Now it will be the House to Live In deciding on the first steps, there will certainly be visions that coincide, others that will not be totally the same and that, in the end, we hope it will be possible to reconcile the greater interest, which is the right to housing, and find a path of consensus for new steps.
To close, what ideas for this housing crisis do you want to leave in people's minds?
Our program, the House to Live InIt's quite complete and the points that are there can be replicated. I personally, and we in Chão das Lutas, are fighting for rent control. We are also fighting for there to be a limit on foreign investment, starting with the purchase of homes by non-habitual residents, because we need to tackle the problem where it exists. Once again, I'd like to say how interesting the article that Nuno Serra writes on this subject in the newspaper Setenta E Quatrobecause that is, in fact, where there is new demand. People who live in Portugal and have Portuguese salaries can no longer afford them, they can no longer buy, because the prices are already too high for their incomes. And there's a new demand for foreign money, from pension funds, when domestic demand doesn't respond. Houses are bought at the prices at which they are sold, and this means that they are not serving their function as housing.

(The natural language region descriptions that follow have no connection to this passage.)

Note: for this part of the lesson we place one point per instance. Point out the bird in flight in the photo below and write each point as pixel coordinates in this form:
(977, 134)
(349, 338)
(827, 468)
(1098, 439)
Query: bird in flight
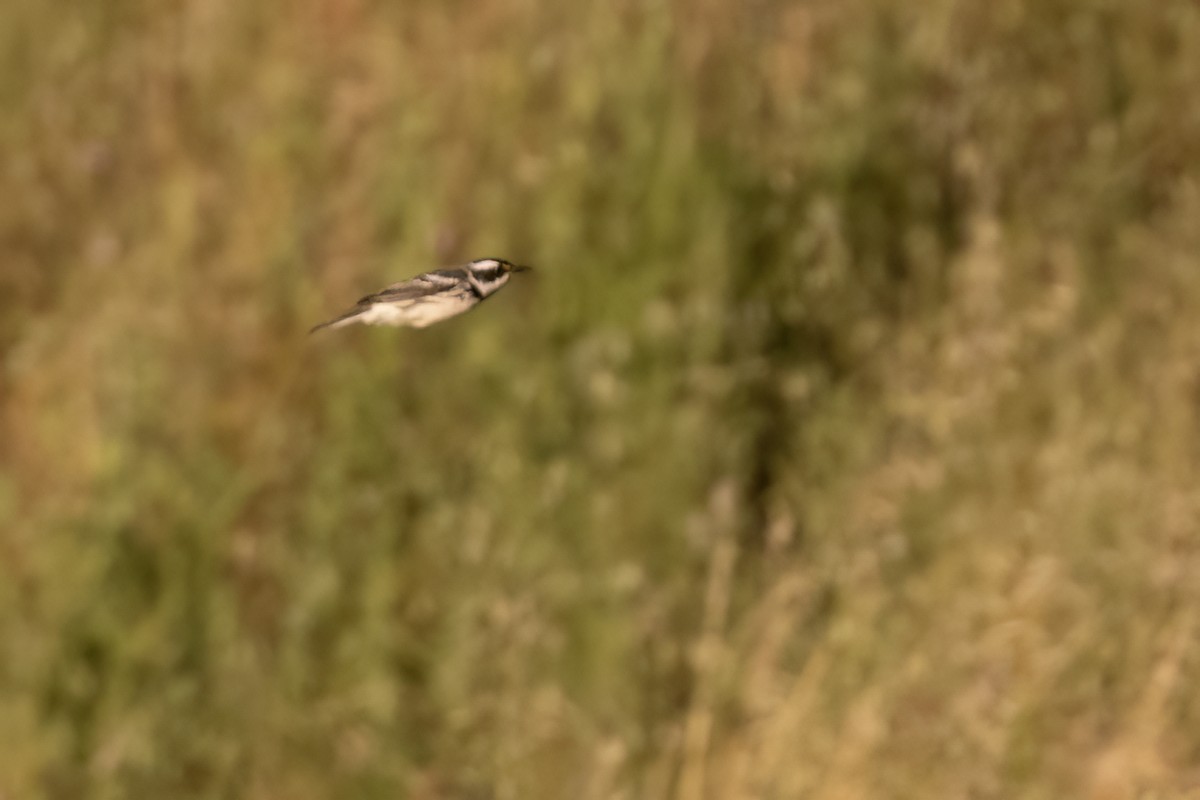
(431, 296)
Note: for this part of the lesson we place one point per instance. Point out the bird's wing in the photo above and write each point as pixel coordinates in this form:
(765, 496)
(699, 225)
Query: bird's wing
(423, 286)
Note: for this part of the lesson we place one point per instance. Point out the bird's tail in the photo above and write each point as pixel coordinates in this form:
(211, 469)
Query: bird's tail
(348, 318)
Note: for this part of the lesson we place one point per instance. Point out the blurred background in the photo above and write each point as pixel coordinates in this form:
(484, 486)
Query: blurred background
(843, 445)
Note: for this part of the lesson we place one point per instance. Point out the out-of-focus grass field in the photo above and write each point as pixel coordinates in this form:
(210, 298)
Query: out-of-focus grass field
(845, 443)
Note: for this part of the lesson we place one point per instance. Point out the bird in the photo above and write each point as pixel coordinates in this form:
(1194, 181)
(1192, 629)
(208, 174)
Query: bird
(431, 296)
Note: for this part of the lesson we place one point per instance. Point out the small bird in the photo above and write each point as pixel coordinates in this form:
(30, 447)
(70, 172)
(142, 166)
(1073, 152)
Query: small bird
(431, 296)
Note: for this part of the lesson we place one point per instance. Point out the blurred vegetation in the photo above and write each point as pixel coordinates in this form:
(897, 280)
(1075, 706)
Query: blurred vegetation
(843, 445)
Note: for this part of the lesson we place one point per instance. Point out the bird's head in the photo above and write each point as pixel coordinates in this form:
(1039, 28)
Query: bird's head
(509, 266)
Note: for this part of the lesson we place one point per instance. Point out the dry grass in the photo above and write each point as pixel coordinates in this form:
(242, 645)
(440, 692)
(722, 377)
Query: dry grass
(844, 445)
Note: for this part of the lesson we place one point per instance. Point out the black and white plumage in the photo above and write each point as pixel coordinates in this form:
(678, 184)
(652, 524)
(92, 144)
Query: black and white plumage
(431, 296)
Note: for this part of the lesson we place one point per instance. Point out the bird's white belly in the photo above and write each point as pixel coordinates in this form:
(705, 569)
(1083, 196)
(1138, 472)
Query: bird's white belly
(418, 313)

This new demand has to be controlled, and it's essential. And once again, liberal countries or those with liberal parties in power have taken this step. Because it's a question of common sense. It's saying that this can't just be a financial asset, it has to have a housing purpose.
Next, Portugal is a country in which small ownership still prevails, of people who bought a house to access housing because it was the political path they chose. And with the ECB's rates rising, the banks need to be called on to do their bit too. The banks must be obliged to negotiate mortgage loans and everything they are profiting from must somehow be put back into helping people make their lives easier with mortgage loans.
These three measures, and there are many others, would be something that I think is essential.